Es gibt auf der einen Seite rein technische Projekte, die unsere Bürger/innen am Ende wahrscheinlich weniger wahrnehmen werden, die aber natürlich für die Steuerung der Stadt, die effiziente Nutzung unserer Ressourcen in der Ver- und Entsorgung wichtig sind. Auf der anderen Seite gibt es Projekte, von denen unsere Bürger/innen sehr wohl in ihrem Lebensalltag Veränderungen merken werden.

2. Der Fehler des ersten Hypes um Smart Cities, war es, die Technologie in den Mittelpunkt zu stellen. Die Stadt Dortmund stellt bewusst den Mehrwert für die Menschen in den Mittelpunkt – wie kommt es dazu und welche Bedeutung kommt dabei DOgital zu?
Das ist eine gute Frage und hat sicherlich auch damit zu tun, dass unser Oberbürgermeister Stadtplaner ist und weiß, das Technik nicht das Allheilmittel ist. Außerdem haben wir unsere Smart City-Strategie nicht allein entwickelt, sondern haben uns von Anfang von Partnern mit viel Expertise beraten lassen. Dabei haben wir deutlich gemacht, dass es uns als Stadt darum geht, Lebensverhältnisse zu verbessern und nicht einfach Technik zu verbauen.
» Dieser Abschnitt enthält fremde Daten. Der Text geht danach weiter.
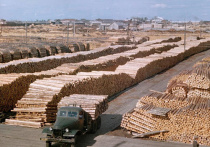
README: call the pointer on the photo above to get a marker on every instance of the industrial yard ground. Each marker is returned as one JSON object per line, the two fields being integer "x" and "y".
{"x": 108, "y": 135}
DOgital“ ist eine Dachmarke für ein Veranstaltungskonzept unter dem drei Arten von Veranstaltungen laufen werden und deren Ziel es ist, Bestrebungen der Digitalisierung von Stadtverwaltung und -gesellschaft zu vernetzen.

3. Wie wichtig ist die Vermarktung der Digitalisierung-Maßnahmen, denn häufige Kritik ist die reine Medienwirksamkeit von Smart City Strategien. Welchen Weg definiert Dortmund für sich, um mit Buzzwords nicht die Bürger abzuschrecken, sondern real etwas zu bewegen?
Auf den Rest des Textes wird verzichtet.